Sauf au Cambodge et au Laos, îlots de paix, c’est partout un régime de terreur où les Annamites souffrent infiniment plus que les Français. Pillages, actes de violence, massacres partout. Une population paisible et qui aspire au retour de l’ordre, violentée, dominée par les brutalités de quelques jeunes hommes, qui se terre et n’ose même plus lancer vers nous les demandes de secours qu’elle nous adressait il y a quelques mois. La récolte d’une notable partie de la Cochinchine paraît compromise par l’interdiction de moissonner et de transporter qui émane des bandes. Ainsi seront peut-être annulés les efforts des riziculteurs français qui avaient été les seuls à rassurer leurs fermiers et à mettre leurs terres complètement en culture. Les plantations d’hévéas, qui fonctionnaient au ralenti avec ceux de leurs travailleurs que les Japonais ou le Viet-minh n’ont pas fait périr ou n’ont pas emmenés, peuvent espérer des jours un peu moins sombres à la suite de la découverte du camp qui les harcelait, habilement dissimulé dans la forêt et commandé par un capitaine japonais.
Les Cochinchinois n’ont pas confiance en nos desseins. — Cependant, dans cette épreuve de force, la population cochinchinoise n’ose pas encore revenir à nous, malgré son désir de sécurité et d’ordre.

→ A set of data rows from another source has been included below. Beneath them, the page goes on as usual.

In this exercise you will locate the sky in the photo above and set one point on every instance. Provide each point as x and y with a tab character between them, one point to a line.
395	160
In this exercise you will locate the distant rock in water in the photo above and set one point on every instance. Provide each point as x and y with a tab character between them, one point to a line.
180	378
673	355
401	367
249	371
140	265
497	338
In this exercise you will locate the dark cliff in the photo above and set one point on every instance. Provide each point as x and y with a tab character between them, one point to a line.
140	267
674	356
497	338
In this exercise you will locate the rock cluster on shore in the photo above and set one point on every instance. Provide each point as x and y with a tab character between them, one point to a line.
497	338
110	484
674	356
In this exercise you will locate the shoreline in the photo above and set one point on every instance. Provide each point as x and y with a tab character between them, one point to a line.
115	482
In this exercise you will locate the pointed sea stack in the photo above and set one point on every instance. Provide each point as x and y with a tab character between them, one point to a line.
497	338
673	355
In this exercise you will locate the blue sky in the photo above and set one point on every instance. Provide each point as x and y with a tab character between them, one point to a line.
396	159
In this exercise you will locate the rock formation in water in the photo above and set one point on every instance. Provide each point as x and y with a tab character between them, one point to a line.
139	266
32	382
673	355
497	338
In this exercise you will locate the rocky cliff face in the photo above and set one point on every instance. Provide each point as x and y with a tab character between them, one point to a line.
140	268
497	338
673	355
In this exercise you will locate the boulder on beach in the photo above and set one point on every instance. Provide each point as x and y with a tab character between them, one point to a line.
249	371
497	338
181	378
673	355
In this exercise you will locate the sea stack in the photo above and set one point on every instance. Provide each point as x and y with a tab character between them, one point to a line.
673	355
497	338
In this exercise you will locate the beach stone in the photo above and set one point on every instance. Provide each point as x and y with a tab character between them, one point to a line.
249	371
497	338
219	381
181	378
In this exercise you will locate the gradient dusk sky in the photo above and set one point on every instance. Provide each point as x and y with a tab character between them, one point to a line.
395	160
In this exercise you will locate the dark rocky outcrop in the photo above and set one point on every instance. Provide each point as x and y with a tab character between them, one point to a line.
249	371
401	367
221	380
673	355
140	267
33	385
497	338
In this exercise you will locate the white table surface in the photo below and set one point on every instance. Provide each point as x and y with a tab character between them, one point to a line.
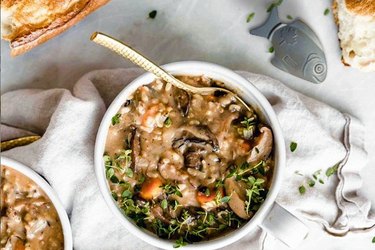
214	31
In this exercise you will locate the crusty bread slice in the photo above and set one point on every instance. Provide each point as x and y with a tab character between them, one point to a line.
356	22
28	23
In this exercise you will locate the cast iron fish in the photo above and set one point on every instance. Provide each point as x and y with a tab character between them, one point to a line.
298	50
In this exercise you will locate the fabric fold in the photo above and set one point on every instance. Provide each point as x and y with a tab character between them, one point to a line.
68	122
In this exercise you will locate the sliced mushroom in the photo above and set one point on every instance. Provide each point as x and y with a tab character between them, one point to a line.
193	159
195	135
157	211
263	146
182	99
133	141
238	197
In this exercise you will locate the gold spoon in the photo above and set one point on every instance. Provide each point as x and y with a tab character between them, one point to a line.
140	60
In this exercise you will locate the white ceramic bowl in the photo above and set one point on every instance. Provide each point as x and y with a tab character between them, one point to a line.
67	231
232	81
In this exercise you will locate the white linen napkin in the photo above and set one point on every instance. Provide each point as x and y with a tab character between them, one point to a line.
69	121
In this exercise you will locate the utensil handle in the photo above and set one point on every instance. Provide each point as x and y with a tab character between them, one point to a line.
285	226
134	56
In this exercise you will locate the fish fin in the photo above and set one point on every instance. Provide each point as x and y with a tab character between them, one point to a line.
266	28
298	24
278	64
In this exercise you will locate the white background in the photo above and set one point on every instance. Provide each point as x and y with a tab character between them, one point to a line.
207	30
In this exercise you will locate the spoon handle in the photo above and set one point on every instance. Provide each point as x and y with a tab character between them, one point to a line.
134	56
138	59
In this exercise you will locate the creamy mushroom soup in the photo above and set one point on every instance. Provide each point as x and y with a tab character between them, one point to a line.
188	167
28	218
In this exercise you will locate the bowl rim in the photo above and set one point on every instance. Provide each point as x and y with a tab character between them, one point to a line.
45	186
245	89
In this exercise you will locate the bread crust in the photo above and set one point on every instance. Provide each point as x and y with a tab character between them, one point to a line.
361	7
18	49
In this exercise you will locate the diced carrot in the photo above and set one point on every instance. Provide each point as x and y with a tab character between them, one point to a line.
210	97
151	188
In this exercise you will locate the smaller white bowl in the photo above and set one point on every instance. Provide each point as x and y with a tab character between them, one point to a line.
67	231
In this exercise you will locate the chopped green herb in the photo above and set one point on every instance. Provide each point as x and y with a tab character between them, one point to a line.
219	183
253	193
298	173
330	171
250	17
168	122
256	150
179	243
207	192
225	199
274	4
129	172
171	189
302	189
293	146
116	119
152	14
311	183
164	204
142	179
114	196
126	194
110	173
248	122
316	174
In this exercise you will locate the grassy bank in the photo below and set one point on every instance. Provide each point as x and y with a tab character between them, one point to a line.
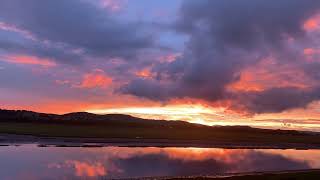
143	131
303	175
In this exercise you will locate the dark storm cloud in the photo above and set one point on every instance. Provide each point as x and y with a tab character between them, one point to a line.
18	45
225	38
276	99
77	24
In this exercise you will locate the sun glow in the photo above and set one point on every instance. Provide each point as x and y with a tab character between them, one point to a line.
191	113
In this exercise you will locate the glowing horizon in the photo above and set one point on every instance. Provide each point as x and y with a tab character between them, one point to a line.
200	61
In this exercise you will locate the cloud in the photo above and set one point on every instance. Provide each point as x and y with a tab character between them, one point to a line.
95	79
76	24
225	40
29	60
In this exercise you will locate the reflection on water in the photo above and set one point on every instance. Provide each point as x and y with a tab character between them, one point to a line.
32	162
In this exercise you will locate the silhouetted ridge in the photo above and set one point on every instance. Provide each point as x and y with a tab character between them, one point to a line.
121	120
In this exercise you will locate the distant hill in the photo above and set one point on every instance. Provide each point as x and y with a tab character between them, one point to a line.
113	120
87	125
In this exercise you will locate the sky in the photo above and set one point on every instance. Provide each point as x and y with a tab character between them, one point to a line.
215	62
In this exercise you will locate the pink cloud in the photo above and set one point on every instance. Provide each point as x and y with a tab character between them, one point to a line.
95	79
29	60
12	28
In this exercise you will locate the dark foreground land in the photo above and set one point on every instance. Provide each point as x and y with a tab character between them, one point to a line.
116	128
291	175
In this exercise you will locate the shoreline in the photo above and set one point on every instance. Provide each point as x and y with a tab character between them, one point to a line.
268	175
44	141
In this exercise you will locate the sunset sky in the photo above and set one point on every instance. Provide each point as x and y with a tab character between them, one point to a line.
215	62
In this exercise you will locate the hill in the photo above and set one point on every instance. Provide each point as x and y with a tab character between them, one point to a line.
86	125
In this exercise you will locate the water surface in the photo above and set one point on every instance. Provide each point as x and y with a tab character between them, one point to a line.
33	162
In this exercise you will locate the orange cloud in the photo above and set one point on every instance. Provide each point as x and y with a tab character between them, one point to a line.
96	79
30	60
83	169
312	23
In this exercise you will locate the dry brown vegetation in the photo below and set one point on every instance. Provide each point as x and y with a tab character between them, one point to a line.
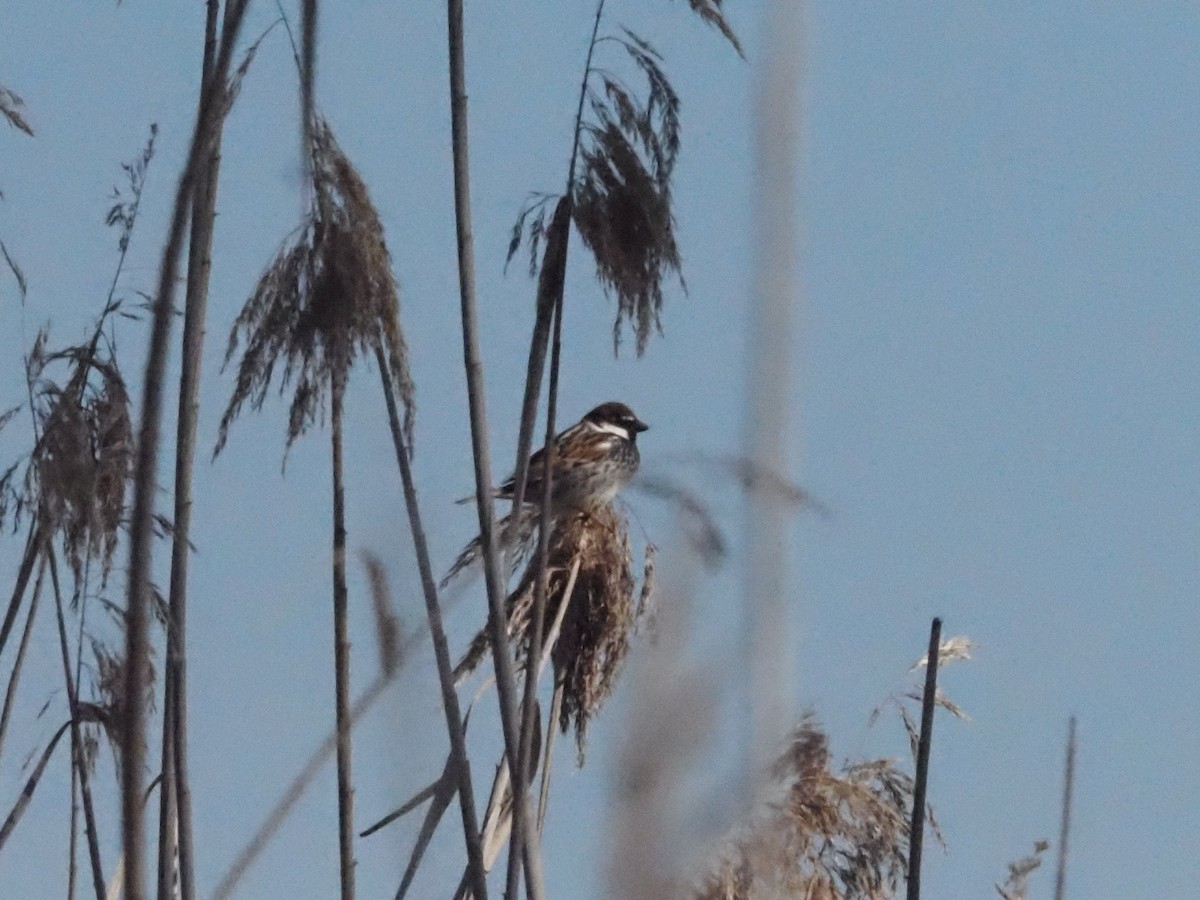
87	491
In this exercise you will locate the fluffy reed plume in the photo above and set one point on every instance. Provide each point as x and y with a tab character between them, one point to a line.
825	834
623	191
619	180
76	475
11	108
604	605
328	294
711	12
1017	886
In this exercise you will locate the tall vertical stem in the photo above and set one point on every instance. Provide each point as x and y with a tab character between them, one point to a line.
89	813
175	796
1068	789
145	479
496	625
538	623
928	703
342	646
771	399
477	873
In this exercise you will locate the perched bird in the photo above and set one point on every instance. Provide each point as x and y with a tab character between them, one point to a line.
593	460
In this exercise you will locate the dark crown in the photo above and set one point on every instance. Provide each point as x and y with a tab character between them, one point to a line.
617	413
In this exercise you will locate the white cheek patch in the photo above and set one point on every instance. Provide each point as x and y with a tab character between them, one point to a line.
611	429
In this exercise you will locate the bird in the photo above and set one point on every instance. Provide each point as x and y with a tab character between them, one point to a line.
593	460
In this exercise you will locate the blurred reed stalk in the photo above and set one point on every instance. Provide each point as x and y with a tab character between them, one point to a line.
147	467
777	305
1068	790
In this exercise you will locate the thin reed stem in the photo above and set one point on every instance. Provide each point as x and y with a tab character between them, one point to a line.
341	645
441	648
538	624
1068	790
496	624
15	678
175	796
145	478
77	760
33	546
928	703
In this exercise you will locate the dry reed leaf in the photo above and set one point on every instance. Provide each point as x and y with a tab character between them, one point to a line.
387	625
11	108
17	274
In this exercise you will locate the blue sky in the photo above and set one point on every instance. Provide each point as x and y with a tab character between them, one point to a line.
994	395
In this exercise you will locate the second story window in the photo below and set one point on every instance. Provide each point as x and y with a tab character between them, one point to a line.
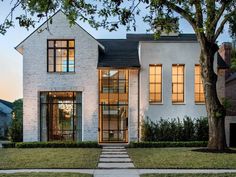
61	56
155	83
178	83
198	90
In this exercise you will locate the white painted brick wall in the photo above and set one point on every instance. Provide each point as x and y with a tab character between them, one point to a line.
36	78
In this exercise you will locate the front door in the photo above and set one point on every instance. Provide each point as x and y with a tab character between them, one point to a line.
113	94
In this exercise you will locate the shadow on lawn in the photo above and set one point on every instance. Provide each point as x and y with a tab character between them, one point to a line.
206	150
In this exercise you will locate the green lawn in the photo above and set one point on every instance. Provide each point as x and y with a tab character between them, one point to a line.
14	158
180	158
190	175
42	174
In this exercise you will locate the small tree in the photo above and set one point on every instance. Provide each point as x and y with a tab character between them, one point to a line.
16	128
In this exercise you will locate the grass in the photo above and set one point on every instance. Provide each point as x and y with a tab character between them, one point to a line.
15	158
180	158
43	174
190	175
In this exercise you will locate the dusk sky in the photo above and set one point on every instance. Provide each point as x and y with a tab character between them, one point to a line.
11	62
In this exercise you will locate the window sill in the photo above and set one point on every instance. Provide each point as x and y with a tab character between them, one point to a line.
161	103
200	103
178	103
62	73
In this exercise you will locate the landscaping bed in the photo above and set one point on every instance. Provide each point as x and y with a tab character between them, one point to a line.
180	158
15	158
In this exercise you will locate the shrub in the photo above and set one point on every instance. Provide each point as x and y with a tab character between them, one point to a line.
8	145
85	144
162	144
175	130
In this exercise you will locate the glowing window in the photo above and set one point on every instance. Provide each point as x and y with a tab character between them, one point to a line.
198	89
155	83
178	83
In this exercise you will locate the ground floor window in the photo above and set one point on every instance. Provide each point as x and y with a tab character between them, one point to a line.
61	116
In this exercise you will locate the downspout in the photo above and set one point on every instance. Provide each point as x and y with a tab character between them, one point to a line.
138	105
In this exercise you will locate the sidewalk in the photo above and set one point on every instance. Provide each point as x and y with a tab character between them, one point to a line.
122	172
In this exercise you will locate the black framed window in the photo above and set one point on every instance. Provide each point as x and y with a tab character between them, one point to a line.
177	83
155	83
61	55
61	116
198	86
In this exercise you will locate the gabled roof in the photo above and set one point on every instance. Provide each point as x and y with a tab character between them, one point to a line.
165	38
7	103
119	53
59	11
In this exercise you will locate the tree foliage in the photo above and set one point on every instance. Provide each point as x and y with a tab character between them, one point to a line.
16	128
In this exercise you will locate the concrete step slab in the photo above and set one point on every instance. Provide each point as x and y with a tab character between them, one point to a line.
113	150
124	152
115	165
115	160
114	156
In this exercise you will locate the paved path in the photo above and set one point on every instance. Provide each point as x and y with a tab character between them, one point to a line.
115	162
123	172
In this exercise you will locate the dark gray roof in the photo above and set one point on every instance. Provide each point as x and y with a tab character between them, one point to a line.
7	103
119	53
150	37
231	77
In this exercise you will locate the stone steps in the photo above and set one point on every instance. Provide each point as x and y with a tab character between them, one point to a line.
114	157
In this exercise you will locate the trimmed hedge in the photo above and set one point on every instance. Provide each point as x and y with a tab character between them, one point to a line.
162	144
9	145
85	144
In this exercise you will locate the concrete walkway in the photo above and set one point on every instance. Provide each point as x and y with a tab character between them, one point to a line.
122	172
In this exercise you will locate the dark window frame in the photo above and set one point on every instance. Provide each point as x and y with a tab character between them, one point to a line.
177	101
54	48
155	101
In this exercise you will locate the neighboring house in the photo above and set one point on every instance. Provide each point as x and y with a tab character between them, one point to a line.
76	87
229	93
5	117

Elle n’a pas confiance dans la fermeté de nos desseins. Elle craint que nous la livrions aux bandes du Viet-minh. Ainsi, depuis quinze mois, la situation s’est terriblement aggravée. Dans quel ordre énumérer les erreurs commises ? Suivons l’ordre géographique.
Le complexe d’infériorité. — En France, nous trouvons à l’origine de tout ce complexe d’infériorité qui nous fait nous dénigrer et ajouter foi à tout ce qui vient de loin. On prêtera toujours une oreille plus attentive aux propos d’un Persan qu’à ceux d’un Français. L’œuvre de la France en Indochine, admirable malgré ses imperfections et ses déficiences, est tenue pour négligeable. C’est un actif que nous abandonnons. La loyauté, la bonne foi, le savoir des Français qui vivent là-bas sont suspects ou tenus pour inexistants. Lorsqu’un agent du Viet-minh et un Français apportent deux affirmations opposées, c’est le premier qui trouve créance.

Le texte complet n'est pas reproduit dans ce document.